MISS BENNETT: Ah, Mr Darcy. I beg that you should not ask that I walk again with you in the garden for our exertions of yesterday evening have quite wearied me.
MR DARCY: In truth, I must confess to some fatigue myself. And yet I own that I much prefer those after-dinner pastimes to retiring for whist at your Aunt’s table.
MISS BENNETT: Oh indeed, indeed, Mr Darcy. But I fear that their consequences may be other than those you have led me to anticipate.
MR DARCY: Why, my dear Miss Bennett, whatever is it that ails you?
MISS BENNETT: Alas, I know not, save that of late I have experienced much difficulty in tolerating breakfast and have oft had occasion to withdraw to the closet beyond the withdrawing room, there to disgorge in a most helpless and piteous manner all that I have partaken of at table.
MR DARCY: Oh my goodness! My dear Miss Bennett. How disconcerting. I never heard any thing so abominable.
MISS BENNETT: I am exceedingly gratified by your concern. It is indeed a most disagreeable pursuit, and, moreover, the unpleasantness is exacerbated to almost intolerable proportions by a wholly incomprehensible deterioration in the efficacity of the lumbar regions of my anatomical dispositions so that forbearance from the audible bemoaning of my ill fortune is not easy of maintenance.
MR DARCY: What?
MISS BENNETT: I get backache.
MR DARCY: Oh. Is it then perhaps that the moon has run to its last quarter and that that affliction by which all young ladies are with such tiresome regularity beset is upon you?
MISS BENNETT: I think not, Mr Darcy.
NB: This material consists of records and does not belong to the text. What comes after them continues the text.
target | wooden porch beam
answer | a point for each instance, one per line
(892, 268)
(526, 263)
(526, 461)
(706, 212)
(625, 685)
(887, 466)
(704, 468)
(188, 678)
For it is now some thirteen weeks since I last suffered that indignity.
MR DARCY: Thirteen weeks? But this can only signify gestation and work for the apothecary.
MISS BENNETT: I fear your observations are only too pertinent.
MR DARCY: I am nonetheless perplexed as to how such a situation could have come to pass, for I have, each evening, without fail, made use of that cylindrical configuration of finely-wrought India-rubber which is intended to be the receptacle for those substances whose overflow is occasioned by our pastimes. But, dear lady, since it appears that it is indeed I who am responsible for your present woeful condition, reputation and honour hang by a thread. It is evident to me what steps I must take.
MISS BENNETT: Oh yes, Mr Darcy. What steps?
MR DARCY: Bloody great big ones. I shall emigrate.
I fear your most recent posting was most efficacious in raising the mirth levels in my person. Indeed, to such an extent that my intercostals were pained.